A Night at the Opera - The Marx Brothers (1935)
David Seaton's News Links
Much of today's financial crisis seems to have its origins in deregulation. Sadly, the financial sector is just like a big department store: when not watched closely, enough people inside the system will steal enough goods to put the store out of business.

However, despite all the messages of common sense and a garden variety knowledge of human nature, “deregulation” has become some kind of Anglo-Saxon religion. "freeing business from government interference" has become a jihad.

Faced with the present need to create robust regulations, the American establishment goes about it with all the distaste of a chef at the Riyadh Hilton forced to carve a Virginia ham.

Because of this distaste and the sunk costs of massive ideological indoctrination carried out in endless think tanks and classrooms going way back to the days of Barry Goldwater, Americans will probably not be able to gather their wits about them in time to write suitable regulations quickly enough to stabilize globalization.
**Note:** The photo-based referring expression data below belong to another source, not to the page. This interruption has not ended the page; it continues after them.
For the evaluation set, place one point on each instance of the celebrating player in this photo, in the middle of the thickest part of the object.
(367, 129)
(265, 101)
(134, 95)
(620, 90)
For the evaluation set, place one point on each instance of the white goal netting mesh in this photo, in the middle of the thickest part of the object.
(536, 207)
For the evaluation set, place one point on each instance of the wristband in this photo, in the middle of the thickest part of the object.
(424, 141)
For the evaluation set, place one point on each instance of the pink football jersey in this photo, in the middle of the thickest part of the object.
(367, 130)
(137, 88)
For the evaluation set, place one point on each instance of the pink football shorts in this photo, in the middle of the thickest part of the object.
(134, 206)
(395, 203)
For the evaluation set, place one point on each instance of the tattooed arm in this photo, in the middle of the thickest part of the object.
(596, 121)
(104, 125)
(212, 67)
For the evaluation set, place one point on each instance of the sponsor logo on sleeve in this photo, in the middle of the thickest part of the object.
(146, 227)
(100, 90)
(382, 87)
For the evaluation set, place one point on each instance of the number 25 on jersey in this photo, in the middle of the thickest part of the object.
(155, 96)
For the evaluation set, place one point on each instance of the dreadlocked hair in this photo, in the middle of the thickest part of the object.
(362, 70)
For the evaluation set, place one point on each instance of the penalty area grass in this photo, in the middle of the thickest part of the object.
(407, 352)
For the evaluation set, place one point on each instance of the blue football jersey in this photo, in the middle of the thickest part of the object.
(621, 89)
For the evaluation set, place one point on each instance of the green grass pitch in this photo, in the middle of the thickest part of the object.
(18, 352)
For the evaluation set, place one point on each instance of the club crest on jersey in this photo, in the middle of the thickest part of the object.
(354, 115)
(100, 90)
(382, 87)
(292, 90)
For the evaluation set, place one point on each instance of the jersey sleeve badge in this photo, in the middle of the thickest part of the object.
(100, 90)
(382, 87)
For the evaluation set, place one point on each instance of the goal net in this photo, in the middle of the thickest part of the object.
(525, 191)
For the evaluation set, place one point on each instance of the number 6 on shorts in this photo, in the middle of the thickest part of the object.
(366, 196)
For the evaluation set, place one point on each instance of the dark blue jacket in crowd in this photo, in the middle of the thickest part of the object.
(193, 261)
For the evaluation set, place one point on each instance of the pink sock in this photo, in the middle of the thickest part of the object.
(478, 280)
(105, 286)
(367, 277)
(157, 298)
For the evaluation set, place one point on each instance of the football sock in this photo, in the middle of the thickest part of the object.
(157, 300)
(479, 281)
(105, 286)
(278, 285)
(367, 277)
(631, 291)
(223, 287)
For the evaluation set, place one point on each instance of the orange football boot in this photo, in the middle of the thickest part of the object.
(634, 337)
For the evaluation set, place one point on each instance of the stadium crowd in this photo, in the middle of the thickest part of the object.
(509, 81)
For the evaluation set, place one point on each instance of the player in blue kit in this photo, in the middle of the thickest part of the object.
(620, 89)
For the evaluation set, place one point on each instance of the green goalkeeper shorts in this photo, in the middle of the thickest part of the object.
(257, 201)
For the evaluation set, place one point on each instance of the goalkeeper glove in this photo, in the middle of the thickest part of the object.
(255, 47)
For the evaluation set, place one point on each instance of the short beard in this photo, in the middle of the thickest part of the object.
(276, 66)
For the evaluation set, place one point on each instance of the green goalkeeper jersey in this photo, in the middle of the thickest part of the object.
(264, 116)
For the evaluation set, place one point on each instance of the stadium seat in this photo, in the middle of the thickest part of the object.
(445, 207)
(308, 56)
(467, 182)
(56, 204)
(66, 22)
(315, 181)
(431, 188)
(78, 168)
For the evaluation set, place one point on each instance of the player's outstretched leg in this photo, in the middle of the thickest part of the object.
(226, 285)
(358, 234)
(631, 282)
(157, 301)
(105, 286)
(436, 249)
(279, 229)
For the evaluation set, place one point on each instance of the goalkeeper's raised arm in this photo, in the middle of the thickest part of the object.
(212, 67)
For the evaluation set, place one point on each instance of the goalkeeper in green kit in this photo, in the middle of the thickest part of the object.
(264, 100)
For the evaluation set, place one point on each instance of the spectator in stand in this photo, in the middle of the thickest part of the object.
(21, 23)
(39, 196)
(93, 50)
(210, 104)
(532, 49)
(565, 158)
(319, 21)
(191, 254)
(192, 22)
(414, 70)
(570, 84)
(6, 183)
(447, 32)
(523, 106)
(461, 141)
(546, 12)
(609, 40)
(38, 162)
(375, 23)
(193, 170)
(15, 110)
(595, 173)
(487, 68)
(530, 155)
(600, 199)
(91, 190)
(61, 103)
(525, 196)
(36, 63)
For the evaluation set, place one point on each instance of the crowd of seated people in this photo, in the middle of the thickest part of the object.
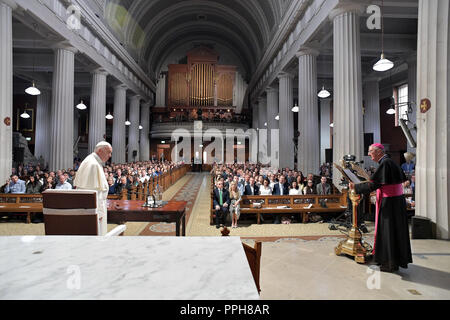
(34, 180)
(252, 179)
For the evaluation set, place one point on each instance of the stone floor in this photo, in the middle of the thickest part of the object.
(299, 269)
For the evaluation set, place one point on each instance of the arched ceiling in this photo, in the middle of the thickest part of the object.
(154, 28)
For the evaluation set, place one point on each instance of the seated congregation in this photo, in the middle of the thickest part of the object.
(283, 196)
(123, 179)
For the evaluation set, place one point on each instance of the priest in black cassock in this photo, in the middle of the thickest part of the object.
(392, 247)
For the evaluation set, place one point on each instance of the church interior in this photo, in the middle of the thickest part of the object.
(237, 130)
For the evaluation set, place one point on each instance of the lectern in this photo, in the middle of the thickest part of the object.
(70, 212)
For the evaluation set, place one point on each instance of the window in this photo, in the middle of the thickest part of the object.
(403, 102)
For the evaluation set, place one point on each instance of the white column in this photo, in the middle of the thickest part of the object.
(262, 139)
(61, 115)
(6, 90)
(42, 147)
(371, 115)
(133, 135)
(308, 116)
(119, 128)
(325, 130)
(412, 97)
(144, 144)
(286, 120)
(348, 122)
(272, 112)
(433, 83)
(97, 112)
(161, 91)
(254, 148)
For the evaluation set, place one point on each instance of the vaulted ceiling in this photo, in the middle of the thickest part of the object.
(152, 29)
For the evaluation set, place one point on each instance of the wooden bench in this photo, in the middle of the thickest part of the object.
(29, 204)
(254, 260)
(21, 203)
(335, 203)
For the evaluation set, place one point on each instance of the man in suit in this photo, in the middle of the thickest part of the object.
(239, 185)
(323, 188)
(228, 182)
(221, 202)
(280, 189)
(251, 189)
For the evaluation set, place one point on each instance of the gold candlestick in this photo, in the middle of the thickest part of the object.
(353, 245)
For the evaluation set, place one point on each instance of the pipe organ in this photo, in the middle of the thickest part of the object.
(202, 82)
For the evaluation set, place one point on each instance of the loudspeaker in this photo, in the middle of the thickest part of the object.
(368, 140)
(18, 155)
(421, 228)
(328, 155)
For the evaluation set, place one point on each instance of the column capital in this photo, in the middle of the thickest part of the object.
(121, 87)
(372, 79)
(271, 90)
(99, 71)
(261, 99)
(136, 97)
(305, 50)
(147, 104)
(64, 45)
(283, 75)
(10, 3)
(345, 6)
(411, 59)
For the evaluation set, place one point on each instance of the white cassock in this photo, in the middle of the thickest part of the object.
(90, 176)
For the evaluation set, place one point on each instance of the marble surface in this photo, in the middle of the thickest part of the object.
(143, 268)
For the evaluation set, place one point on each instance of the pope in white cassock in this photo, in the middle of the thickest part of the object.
(90, 176)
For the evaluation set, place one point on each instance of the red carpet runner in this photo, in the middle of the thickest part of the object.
(187, 193)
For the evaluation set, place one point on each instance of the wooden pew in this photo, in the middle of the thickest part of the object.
(29, 204)
(336, 203)
(296, 204)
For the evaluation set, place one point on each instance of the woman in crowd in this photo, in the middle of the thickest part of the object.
(260, 181)
(48, 184)
(265, 189)
(235, 207)
(294, 190)
(111, 185)
(300, 183)
(33, 186)
(309, 189)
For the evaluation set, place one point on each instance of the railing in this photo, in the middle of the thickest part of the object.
(166, 180)
(32, 203)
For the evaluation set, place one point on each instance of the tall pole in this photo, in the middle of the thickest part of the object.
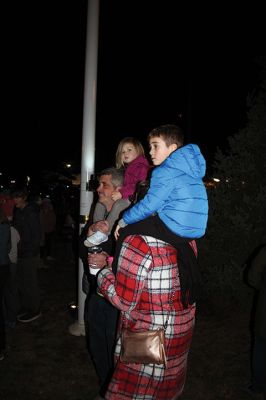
(88, 141)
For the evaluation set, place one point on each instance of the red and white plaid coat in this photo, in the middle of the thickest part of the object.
(146, 277)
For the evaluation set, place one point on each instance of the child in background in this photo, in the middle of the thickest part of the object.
(177, 192)
(130, 156)
(175, 208)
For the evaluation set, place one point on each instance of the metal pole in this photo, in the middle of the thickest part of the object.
(88, 141)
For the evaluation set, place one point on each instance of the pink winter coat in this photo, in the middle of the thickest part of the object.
(136, 171)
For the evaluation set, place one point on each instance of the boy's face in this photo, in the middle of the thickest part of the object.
(159, 151)
(129, 153)
(105, 191)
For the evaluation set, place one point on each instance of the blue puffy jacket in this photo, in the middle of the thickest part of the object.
(177, 193)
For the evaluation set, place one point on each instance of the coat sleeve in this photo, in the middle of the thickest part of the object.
(257, 268)
(124, 290)
(160, 188)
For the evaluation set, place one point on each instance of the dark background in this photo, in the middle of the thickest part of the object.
(147, 76)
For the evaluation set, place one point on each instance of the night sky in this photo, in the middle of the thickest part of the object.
(144, 80)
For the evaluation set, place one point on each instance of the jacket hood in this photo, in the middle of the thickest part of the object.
(189, 160)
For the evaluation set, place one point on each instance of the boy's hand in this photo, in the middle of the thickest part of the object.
(102, 226)
(116, 195)
(116, 233)
(99, 260)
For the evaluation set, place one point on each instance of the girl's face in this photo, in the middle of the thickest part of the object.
(159, 151)
(129, 153)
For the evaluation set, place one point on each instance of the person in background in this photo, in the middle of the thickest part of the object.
(146, 289)
(131, 158)
(100, 316)
(27, 223)
(257, 279)
(5, 246)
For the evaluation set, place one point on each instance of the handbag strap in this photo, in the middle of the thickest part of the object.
(171, 302)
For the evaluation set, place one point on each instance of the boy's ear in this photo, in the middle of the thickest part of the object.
(173, 147)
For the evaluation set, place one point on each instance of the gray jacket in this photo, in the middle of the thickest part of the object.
(257, 279)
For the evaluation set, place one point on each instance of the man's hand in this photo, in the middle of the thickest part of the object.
(116, 195)
(98, 260)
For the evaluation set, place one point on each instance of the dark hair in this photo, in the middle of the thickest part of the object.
(171, 134)
(23, 193)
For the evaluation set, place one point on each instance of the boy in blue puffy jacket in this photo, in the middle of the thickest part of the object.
(177, 194)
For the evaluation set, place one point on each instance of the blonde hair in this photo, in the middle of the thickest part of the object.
(129, 140)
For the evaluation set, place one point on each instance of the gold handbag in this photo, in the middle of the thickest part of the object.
(143, 347)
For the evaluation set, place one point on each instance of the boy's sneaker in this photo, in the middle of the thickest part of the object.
(95, 239)
(22, 313)
(28, 317)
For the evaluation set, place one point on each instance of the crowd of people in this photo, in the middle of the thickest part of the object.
(147, 219)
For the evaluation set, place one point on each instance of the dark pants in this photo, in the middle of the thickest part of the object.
(101, 322)
(259, 365)
(4, 273)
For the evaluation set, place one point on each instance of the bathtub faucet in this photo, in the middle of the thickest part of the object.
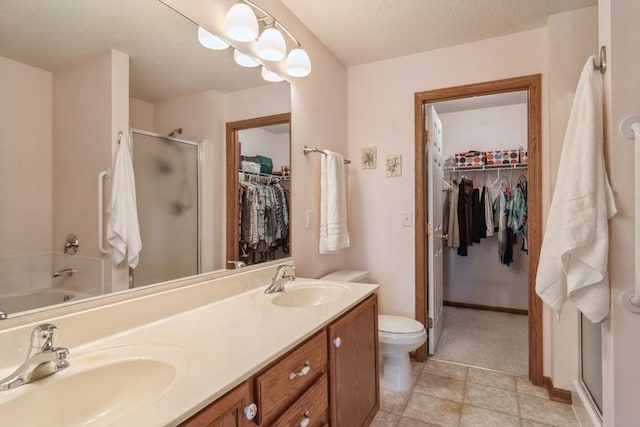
(65, 272)
(43, 359)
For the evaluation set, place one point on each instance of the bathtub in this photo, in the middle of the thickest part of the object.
(14, 303)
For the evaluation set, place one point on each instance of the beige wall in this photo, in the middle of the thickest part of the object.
(382, 115)
(25, 159)
(620, 33)
(571, 39)
(319, 117)
(140, 114)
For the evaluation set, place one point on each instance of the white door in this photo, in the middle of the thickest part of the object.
(434, 228)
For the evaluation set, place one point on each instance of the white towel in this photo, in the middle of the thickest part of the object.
(333, 204)
(573, 259)
(123, 231)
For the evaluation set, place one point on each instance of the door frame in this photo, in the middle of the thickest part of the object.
(531, 84)
(232, 167)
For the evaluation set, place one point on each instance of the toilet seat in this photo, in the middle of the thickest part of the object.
(399, 325)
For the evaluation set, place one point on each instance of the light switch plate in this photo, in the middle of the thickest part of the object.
(406, 219)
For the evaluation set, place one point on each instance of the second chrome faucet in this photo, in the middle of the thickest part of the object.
(43, 359)
(284, 274)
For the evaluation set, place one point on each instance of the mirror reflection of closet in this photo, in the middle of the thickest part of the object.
(258, 190)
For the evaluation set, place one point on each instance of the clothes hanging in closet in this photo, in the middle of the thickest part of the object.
(264, 218)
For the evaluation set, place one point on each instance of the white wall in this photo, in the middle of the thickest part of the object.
(480, 278)
(620, 33)
(25, 159)
(382, 115)
(571, 38)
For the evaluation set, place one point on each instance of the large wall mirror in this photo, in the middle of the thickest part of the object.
(76, 75)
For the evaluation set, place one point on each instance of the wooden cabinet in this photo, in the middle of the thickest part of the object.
(228, 411)
(278, 387)
(353, 366)
(311, 385)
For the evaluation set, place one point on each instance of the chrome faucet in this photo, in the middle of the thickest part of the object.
(65, 272)
(43, 359)
(281, 278)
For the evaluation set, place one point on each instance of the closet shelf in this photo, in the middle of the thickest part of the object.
(485, 168)
(274, 177)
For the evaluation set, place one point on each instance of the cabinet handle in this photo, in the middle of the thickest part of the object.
(251, 411)
(304, 371)
(306, 420)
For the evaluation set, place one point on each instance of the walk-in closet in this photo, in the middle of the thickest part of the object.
(477, 247)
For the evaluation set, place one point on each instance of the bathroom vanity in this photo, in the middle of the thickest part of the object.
(306, 356)
(331, 376)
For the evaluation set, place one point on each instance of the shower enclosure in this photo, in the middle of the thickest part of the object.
(167, 174)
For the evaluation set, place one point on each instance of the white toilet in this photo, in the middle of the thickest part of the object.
(397, 337)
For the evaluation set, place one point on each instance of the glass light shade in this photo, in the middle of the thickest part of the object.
(244, 60)
(298, 63)
(271, 45)
(241, 23)
(270, 76)
(210, 41)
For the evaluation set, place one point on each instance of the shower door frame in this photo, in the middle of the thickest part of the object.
(199, 174)
(532, 85)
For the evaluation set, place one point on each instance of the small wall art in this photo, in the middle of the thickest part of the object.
(393, 165)
(368, 158)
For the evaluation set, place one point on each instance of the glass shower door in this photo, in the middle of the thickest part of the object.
(591, 360)
(167, 189)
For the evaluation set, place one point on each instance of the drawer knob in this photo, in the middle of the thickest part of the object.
(251, 411)
(306, 420)
(304, 371)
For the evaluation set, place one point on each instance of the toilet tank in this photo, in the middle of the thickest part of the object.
(358, 276)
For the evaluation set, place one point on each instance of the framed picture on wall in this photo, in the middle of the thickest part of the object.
(393, 165)
(368, 158)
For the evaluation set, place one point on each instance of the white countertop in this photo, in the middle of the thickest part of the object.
(217, 347)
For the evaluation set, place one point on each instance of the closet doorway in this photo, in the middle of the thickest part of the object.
(434, 166)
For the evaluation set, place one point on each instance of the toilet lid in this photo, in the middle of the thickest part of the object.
(398, 324)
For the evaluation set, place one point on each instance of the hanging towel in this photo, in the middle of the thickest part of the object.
(333, 204)
(573, 259)
(123, 231)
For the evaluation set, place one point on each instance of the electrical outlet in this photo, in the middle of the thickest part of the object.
(406, 219)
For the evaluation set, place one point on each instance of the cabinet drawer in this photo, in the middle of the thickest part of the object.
(281, 384)
(314, 405)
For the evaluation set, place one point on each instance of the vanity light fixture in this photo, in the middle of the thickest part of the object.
(271, 45)
(298, 63)
(210, 41)
(270, 76)
(241, 23)
(244, 60)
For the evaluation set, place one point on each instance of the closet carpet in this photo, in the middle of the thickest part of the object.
(486, 339)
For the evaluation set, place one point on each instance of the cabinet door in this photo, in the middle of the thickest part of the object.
(353, 366)
(228, 411)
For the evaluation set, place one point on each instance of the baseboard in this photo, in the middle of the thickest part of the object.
(556, 394)
(486, 307)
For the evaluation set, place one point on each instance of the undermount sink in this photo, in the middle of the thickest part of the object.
(307, 294)
(98, 388)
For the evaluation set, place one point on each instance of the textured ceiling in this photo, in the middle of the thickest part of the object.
(362, 31)
(166, 59)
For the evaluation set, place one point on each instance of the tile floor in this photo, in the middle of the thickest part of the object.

This cultural inability to regulate may drain power from the USA even more dramatically then any other factor, including the war in Iraq or the rise of China.

Cultural inability to manage certain processes can carry a high cost: imagine the warlike Zulu facing the Maxim gun.

Robust, workable and well written regulations are needed soon if globalization is not going to turn into the Marx Brother's stateroom in "A Night at the Opera", with clouds of pickpockets taking the hardboiled eggs.

The only shop that produces regulations in quantity and quality and quickly enough is the European Union. Probably the most well known example of that regulatory superiority and its usefulness is the case of the creation and implantation of the GSM cell phone standard.

The “faceless bureaucrats” in Brussels believe in regulation and know how to write good ones; regulations that can fit a Bulgarian or a Dane a Romanian or a Swede.

The ability to create regulations that actually work has turned this fractious peninsula of Asia into the world's largest economy, while the United States today seems to only to be able to offer the world "one size fits all" military power for all occasions... but no practical solutions for governing the incipient day to day chaos of universal interconnection.

Here is how Wikipedia describes the process by which Europe has regulated itself into the universal standard of quality:
The EU has developed a single market through a standardized system of laws which apply in all member states, guaranteeing the freedom of movement of people, goods, services and capital. It maintains a common trade policy, agricultural and fisheries policies, and a regional development policy. Fifteen member states have adopted a common currency, the euro. It has developed a role in foreign policy, representing its members in the World Trade Organization, at G8 summits and at the United Nations. Twenty-one EU countries are members of NATO. It has developed a role in justice and home affairs, including the abolition of passport control between many member states under the Schengen Agreement.
Anyone dreaming about or dreading a world government only needs to examine how that part of the world, that until 1914 was the world, has organized itself in order to get an idea of what a "New World Order" would actually look like. No "black helicopters", just the Common Agricultural Policy.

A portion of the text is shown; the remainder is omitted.